Friday, October 27, 2017

New York Court Addresses Action by Written Consent in LLC, Breach of Contract Versus Breach of Fiduciary Duty


New York Court Addresses Action by Written Consent in LLC, Breach of Contract Versus Breach of Fiduciary Duty

      In a quite short decision issued from New York, the court provided some useful guidance with respect to both member action by written consent and distinguishing claims for breach of fiduciary duty from claims for breach of contract. Schindler v. Rothfeld, 153 A.D.3d 436, 60 N.Y.S.3d 125, 2017 N.Y. Slip Op. 06145 (App. Div. 1st August 15, 2017.
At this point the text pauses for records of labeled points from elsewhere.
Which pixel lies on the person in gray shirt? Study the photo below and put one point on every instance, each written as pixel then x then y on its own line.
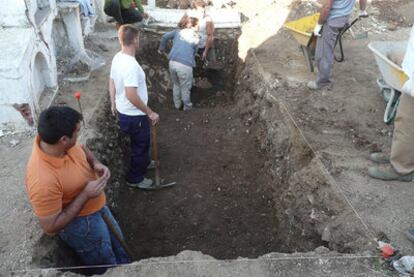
pixel 334 15
pixel 182 59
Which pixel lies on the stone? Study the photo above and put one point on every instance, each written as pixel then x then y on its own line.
pixel 321 250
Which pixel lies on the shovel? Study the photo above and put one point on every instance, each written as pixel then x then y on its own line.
pixel 158 183
pixel 362 35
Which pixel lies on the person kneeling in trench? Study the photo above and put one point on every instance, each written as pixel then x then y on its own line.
pixel 65 184
pixel 182 59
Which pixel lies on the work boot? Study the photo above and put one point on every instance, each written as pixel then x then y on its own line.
pixel 379 158
pixel 144 184
pixel 152 165
pixel 388 173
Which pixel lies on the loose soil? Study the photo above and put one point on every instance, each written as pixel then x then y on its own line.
pixel 224 201
pixel 288 205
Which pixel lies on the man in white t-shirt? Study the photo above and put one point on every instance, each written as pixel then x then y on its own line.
pixel 129 98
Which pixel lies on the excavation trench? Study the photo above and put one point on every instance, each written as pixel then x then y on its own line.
pixel 247 182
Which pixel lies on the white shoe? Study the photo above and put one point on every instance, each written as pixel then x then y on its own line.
pixel 312 85
pixel 144 184
pixel 152 165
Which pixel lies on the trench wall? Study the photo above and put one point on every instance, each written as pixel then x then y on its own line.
pixel 309 205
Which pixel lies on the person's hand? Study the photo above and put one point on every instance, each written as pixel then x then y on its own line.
pixel 363 14
pixel 317 30
pixel 154 117
pixel 113 109
pixel 96 187
pixel 102 170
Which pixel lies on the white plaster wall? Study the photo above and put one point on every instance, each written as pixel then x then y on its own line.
pixel 100 14
pixel 13 13
pixel 21 80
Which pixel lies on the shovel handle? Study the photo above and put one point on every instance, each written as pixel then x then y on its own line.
pixel 154 144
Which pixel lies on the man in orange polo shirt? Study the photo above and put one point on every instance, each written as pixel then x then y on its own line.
pixel 65 184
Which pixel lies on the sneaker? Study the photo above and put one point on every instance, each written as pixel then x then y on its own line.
pixel 312 85
pixel 379 158
pixel 187 108
pixel 410 234
pixel 389 174
pixel 152 165
pixel 144 184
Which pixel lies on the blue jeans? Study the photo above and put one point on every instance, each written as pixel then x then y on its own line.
pixel 93 241
pixel 138 129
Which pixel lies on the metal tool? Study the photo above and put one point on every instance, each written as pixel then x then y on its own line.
pixel 77 96
pixel 158 183
pixel 117 234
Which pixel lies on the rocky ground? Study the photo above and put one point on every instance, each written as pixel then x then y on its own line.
pixel 270 154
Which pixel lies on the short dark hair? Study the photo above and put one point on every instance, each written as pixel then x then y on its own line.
pixel 127 33
pixel 185 20
pixel 56 122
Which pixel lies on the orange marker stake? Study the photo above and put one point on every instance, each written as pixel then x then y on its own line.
pixel 77 96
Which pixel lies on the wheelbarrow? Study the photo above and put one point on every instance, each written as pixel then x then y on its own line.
pixel 302 31
pixel 393 77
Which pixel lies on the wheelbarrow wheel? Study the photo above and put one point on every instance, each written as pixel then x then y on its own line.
pixel 307 53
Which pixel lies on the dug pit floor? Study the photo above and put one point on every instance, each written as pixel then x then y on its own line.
pixel 223 204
       This short decision does not fully recite the factual background, but clearly the interpersonal relationship among the members of the LLC and the manager had broken down. When the manager was removed from that position, he objected that the removal was invalid as it was done without a formal meeting of the members with prior notice. The court rejected the manager’s claim on the basis that the operating agreement provided that “any action that might be taken at a meeting could be taken by informal action where, as here, a majority of the members agreed to take it, and that notice of the decision to take an informal action was not required to waive the meeting requirement.”
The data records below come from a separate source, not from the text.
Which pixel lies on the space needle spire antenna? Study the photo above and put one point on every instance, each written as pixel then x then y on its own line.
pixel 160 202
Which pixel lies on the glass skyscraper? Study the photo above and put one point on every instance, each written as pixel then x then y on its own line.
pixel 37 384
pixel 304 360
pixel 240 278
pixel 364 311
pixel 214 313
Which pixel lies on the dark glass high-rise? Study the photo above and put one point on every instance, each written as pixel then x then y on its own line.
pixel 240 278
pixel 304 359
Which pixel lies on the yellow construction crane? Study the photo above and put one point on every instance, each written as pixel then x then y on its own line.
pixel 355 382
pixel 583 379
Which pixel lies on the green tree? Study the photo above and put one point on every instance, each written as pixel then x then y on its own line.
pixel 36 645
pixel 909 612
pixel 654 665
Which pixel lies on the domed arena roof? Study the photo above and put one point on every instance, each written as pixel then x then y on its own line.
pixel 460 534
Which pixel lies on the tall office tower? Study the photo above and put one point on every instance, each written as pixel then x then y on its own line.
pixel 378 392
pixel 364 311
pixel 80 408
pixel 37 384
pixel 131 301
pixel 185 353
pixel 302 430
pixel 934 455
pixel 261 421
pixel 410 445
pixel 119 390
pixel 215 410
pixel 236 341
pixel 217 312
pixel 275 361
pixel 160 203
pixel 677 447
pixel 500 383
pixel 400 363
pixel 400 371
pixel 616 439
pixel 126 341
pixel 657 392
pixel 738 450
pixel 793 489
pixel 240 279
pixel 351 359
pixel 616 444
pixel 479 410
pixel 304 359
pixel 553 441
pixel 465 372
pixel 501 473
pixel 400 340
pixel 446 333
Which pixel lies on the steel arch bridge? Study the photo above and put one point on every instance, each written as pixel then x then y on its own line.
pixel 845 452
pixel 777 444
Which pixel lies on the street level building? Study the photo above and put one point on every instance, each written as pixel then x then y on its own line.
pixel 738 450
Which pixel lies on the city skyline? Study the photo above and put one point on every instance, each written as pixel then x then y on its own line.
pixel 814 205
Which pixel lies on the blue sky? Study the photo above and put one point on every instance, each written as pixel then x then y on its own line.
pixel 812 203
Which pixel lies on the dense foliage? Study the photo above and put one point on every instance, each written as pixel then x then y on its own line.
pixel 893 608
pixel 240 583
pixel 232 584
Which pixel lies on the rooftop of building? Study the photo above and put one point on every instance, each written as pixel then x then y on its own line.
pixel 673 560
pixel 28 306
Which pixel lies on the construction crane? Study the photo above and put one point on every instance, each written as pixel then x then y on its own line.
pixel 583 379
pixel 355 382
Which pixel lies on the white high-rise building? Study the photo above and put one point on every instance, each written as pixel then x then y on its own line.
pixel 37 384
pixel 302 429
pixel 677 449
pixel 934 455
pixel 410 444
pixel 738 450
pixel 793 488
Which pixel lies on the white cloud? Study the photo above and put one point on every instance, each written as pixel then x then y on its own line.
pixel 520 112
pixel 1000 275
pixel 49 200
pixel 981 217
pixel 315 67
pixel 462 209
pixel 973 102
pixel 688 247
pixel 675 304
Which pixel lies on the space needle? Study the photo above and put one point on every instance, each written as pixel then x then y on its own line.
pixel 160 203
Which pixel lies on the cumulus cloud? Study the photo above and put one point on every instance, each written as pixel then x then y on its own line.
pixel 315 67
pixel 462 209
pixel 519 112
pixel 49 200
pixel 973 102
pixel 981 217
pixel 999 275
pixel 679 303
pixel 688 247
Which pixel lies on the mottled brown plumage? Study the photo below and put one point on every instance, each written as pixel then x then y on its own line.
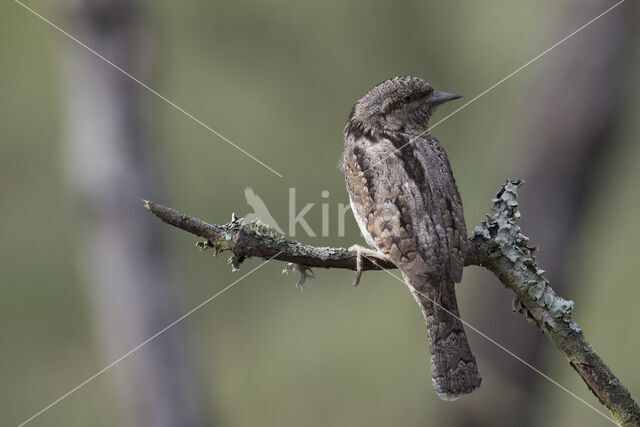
pixel 406 202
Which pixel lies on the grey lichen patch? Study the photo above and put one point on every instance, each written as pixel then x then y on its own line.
pixel 501 227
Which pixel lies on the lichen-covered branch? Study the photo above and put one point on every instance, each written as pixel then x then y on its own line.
pixel 497 245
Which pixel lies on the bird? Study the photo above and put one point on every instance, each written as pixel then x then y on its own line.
pixel 406 202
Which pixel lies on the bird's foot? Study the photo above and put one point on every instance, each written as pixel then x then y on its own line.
pixel 370 254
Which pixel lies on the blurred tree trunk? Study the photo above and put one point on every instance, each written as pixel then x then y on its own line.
pixel 108 156
pixel 571 117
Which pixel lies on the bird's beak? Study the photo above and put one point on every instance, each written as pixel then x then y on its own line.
pixel 437 97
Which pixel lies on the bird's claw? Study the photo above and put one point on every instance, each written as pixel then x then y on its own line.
pixel 360 253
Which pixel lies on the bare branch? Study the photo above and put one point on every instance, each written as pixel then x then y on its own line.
pixel 497 245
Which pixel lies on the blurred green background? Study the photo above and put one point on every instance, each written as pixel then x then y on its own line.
pixel 279 79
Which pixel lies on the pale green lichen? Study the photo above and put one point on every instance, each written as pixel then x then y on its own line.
pixel 305 273
pixel 512 244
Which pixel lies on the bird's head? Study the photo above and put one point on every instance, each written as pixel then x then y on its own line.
pixel 400 104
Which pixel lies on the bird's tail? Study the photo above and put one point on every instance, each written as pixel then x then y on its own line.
pixel 453 367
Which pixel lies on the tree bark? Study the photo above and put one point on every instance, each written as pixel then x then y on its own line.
pixel 122 263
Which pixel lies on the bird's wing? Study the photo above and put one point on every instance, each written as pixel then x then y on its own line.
pixel 448 213
pixel 409 203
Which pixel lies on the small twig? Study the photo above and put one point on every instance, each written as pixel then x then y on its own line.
pixel 497 245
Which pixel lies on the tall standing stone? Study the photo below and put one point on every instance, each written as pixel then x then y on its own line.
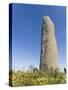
pixel 49 52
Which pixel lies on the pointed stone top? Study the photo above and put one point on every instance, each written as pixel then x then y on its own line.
pixel 47 19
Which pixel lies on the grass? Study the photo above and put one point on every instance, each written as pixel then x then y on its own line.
pixel 35 77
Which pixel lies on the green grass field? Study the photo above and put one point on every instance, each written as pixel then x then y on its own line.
pixel 36 77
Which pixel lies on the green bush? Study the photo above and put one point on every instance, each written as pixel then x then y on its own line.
pixel 36 77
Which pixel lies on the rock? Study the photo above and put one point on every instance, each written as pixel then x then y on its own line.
pixel 49 51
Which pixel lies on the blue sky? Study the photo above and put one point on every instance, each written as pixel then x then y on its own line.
pixel 26 33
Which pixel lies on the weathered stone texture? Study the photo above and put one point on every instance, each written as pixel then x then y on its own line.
pixel 49 52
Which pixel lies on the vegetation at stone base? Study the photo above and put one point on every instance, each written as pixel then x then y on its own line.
pixel 35 77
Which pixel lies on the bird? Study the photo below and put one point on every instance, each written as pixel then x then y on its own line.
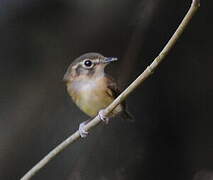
pixel 91 89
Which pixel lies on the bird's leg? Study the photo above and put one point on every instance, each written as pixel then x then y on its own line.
pixel 83 133
pixel 103 117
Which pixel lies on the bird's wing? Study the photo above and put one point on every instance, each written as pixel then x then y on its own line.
pixel 112 88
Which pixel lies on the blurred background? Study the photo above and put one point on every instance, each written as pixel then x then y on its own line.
pixel 172 135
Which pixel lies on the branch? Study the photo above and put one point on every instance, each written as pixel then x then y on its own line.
pixel 148 71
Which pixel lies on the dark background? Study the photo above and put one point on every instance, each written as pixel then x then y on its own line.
pixel 171 138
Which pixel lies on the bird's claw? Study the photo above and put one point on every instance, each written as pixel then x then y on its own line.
pixel 103 117
pixel 83 133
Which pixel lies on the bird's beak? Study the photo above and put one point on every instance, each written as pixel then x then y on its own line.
pixel 109 59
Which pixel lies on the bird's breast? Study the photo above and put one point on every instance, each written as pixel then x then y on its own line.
pixel 90 95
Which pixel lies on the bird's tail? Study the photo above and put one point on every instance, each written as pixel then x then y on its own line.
pixel 127 116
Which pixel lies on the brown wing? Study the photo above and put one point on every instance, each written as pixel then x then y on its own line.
pixel 112 87
pixel 114 91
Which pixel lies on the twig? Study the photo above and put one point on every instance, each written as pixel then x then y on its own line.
pixel 148 71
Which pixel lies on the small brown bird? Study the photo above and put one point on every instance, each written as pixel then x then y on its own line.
pixel 91 89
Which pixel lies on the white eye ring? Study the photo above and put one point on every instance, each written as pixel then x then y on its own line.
pixel 87 63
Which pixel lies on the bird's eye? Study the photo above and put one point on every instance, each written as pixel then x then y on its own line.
pixel 88 63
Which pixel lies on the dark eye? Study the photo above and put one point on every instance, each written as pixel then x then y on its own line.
pixel 88 63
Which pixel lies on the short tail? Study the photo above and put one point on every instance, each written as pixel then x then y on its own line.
pixel 127 116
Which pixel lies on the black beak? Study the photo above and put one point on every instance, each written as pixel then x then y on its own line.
pixel 109 59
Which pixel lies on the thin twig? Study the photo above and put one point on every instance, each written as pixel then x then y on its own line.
pixel 148 71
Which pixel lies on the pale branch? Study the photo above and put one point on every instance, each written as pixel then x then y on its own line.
pixel 148 71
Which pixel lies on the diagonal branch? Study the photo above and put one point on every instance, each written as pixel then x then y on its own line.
pixel 148 71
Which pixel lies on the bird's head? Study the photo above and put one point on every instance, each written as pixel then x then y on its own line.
pixel 88 65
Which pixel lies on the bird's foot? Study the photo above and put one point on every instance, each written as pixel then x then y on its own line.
pixel 103 117
pixel 83 133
      The court did allow to proceed a claim against one of the members that she failed to satisfy the obligation, undertaken in the operating agreement, to “devote her full-time services exclusively to the company,” indicating that these allegations “state a cause of action for breach of contract.” While that claim was allowed to proceed forward, the court rejected the claim that that same conduct constituted a breach of fiduciary duty as the fiduciary duty claims were “premised upon the allegations underlying part of the breach of contract counterclaims.”